The Tokyo-based It’s Follies musical-theatre company has just been to Washington D.C. for the first time since 1988, when it played there during a six-city US tour with Izumi Taku’s musical “Utamaro” about the life of the famed “floating world” (ukiyo-e) painter and woodblock artist Kitagawa Utamaro (1753–1806).
This time, almost exactly 25 years after Taku’s death, the company he founded in 1977 was invited by the Freer and Arthur M. Sackler galleries — the Smithsonian Institution’s national museums of Asian art — to create and perform a condensed version of “Utamaro” to complement a special exhibition it was planning of works by the genius renowned for his portrayals of beautiful women and the “pleasure quarters” of old Edo (present-day Tokyo).

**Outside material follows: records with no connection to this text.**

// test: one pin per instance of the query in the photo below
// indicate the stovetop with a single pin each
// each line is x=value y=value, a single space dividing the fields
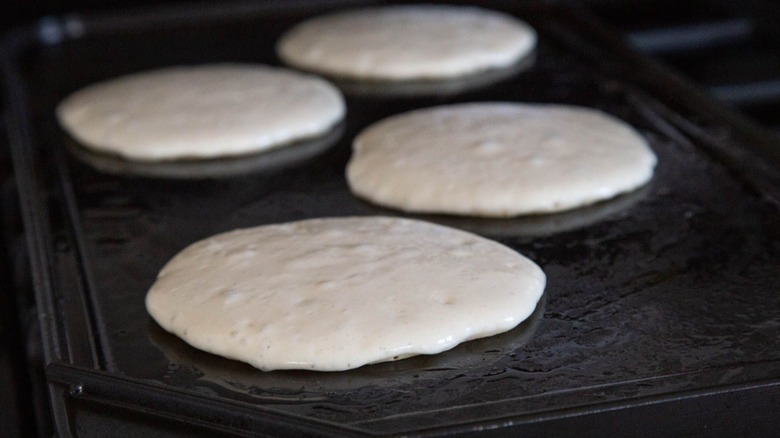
x=730 y=49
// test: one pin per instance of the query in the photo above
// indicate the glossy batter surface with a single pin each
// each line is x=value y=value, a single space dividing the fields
x=498 y=159
x=201 y=111
x=334 y=294
x=407 y=42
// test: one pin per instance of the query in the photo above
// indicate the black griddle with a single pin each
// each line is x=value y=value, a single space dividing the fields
x=661 y=315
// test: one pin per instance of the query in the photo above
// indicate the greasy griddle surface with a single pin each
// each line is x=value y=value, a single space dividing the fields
x=668 y=289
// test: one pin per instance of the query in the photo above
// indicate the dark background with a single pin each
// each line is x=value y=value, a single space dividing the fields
x=730 y=49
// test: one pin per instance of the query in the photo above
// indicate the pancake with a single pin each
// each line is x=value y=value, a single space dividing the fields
x=497 y=159
x=338 y=293
x=200 y=112
x=407 y=42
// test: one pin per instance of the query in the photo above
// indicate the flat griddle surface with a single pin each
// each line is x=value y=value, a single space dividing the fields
x=665 y=293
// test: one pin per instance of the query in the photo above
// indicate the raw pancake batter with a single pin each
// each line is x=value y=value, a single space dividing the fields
x=203 y=111
x=339 y=293
x=497 y=159
x=407 y=42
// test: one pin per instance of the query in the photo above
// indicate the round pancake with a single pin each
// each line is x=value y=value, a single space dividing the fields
x=497 y=159
x=407 y=42
x=335 y=294
x=200 y=112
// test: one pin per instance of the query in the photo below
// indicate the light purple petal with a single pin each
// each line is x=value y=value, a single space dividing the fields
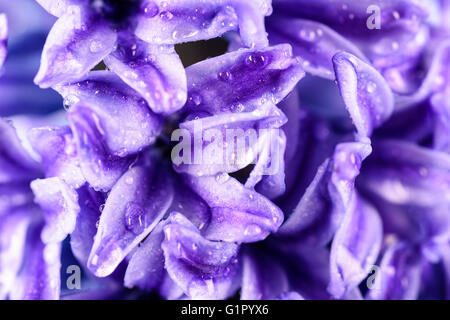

So, between June 30 and July 2, It’s Follies staged five performances of its brand-new show that features five songs selected from the original, and the cast in gorgeous kimono costumes.
The galleries’ specially-built, 60-seat auditorium was entirely full for every performance, though the numbers standing grew each time. Then by the end, people were also sitting on the steps to enjoy the show and soak up the atmosphere of Utamaro’s Edo that It’s Follies evoked.
Altogether, along with the beautiful, two-dimensional pictures on display, its live performance, powerful singing and witty jokes made a great finale to the culturally rich experience conjured up by the galleries.
After every performance, members of the audience made a long queue to take selfies or have friends take photos showing them with the five splendid young actors who’d put such beaming smiles on everyone’s faces. I’d be surprised if it’s another 29½ years before It’s Follies returns to the US of A.